The Living Landscape is a manifesto, resource, and textbook for architects, landscape architects, environmental planners, students, and others involved in creating human communities. Since its first edition, published in 1990, it has taught its readers how to develop new built environments while conserving natural resources. No other book presents such a comprehensive approach to planning that is rooted in ecology and design. And no other book offers a similar step-by-step method for planning with an emphasis on sustainable development. This second edition of The Living Landscape offers Frederick Steiner’s design-oriented ecological methods to a new generation of students and professionals.
The Living Landscape offers
• a systematic, highly practical approach to landscape planning that maximizes ecological objectives, community service, and citizen participation
• more than 20 challenging case studies that demonstrate how problems were met and overcome, from rural America to large cities
• scores of checklists and step-by-step guides
• hands-on help with practical zoning, land use, and regulatory issues
• coverage of major advances in GIS technology and global sustainability standards
• more than 150 illustrations.
As Steiner emphasizes throughout this book, all of us have a responsibility to the Earth and to our fellow residents on this planet to plan with vision.

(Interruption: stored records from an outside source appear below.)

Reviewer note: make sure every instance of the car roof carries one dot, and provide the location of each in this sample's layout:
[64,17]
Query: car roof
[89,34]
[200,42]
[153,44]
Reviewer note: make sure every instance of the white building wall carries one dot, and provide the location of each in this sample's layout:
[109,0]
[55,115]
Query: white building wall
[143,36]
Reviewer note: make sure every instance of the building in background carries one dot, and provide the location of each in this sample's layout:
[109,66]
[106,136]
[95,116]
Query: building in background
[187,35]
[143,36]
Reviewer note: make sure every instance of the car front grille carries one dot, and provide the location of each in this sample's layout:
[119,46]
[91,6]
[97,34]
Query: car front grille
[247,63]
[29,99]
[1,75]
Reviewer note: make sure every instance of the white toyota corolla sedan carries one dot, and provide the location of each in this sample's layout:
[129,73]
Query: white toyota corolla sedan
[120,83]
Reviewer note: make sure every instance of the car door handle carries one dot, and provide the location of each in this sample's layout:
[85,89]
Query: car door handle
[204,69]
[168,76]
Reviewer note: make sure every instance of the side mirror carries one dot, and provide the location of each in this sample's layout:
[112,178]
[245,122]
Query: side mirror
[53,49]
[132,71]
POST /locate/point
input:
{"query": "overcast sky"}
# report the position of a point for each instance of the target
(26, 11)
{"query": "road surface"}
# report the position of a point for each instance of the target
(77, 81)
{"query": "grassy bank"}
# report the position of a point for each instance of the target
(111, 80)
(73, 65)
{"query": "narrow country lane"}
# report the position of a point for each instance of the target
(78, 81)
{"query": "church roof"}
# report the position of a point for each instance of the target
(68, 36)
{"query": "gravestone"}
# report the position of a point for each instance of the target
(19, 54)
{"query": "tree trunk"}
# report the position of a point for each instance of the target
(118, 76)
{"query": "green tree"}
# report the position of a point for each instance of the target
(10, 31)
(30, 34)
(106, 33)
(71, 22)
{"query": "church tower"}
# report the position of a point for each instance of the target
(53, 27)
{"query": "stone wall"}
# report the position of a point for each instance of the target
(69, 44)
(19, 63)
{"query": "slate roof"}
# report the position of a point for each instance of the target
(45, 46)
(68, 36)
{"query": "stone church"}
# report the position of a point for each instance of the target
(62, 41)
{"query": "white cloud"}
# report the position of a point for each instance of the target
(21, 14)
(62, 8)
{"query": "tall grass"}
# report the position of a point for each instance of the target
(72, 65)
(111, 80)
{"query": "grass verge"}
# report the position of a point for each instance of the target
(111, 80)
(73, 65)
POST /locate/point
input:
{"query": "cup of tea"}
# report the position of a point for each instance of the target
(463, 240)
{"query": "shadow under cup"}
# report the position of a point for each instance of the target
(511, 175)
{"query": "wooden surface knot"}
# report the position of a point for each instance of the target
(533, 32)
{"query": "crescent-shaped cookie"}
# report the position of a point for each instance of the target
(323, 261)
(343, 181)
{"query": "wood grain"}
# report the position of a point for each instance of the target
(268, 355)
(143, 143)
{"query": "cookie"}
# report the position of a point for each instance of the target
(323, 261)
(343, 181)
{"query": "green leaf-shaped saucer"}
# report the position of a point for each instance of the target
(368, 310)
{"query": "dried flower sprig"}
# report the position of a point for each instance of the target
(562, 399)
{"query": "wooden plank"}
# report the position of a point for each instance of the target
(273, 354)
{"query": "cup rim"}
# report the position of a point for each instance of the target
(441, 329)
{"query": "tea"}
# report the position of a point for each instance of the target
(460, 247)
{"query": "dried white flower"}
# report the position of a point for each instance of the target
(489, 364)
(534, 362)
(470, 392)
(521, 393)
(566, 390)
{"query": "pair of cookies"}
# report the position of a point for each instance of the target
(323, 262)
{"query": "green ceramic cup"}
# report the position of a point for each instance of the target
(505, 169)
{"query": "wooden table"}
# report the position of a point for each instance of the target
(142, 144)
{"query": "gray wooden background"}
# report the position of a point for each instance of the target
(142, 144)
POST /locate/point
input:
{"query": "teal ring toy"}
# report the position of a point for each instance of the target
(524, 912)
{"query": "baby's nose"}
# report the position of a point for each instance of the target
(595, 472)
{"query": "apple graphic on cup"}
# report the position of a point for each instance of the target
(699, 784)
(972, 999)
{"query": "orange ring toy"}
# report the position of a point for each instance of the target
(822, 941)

We are merely visiting this planet, he notes; we should leave good impressions.
Frederick Steiner is Dean and Paley Professor at the University of Pennsylvania School of Design. Previously, he was Dean of the School of Architecture at the University of Texas–Austin for 15 years. He has also taught planning, landscape architecture, and environmental science at Arizona State University, where he was Director of the School of Planning and Landscape Architecture, College of Architecture and Environmental Design; Washington State University; and the University of Colorado–Denver.
Steiner is a Fellow of the American Society of Landscape Architects and Council of Educators in Landscape Architecture and a presidential appointee to the national board of the American Institute of Architects. As a Fulbright-Hays Scholar in 1980, he conducted research on ecological planning at the Wageningen Agricultural and Environmental Science University, The Netherlands. In 1998 he was the National Endowment for the Arts Rome Prize Fellow in Historic Preservation and Conservation at the American Academy in Rome. Steiner has written, edited, or co-edited 17 books.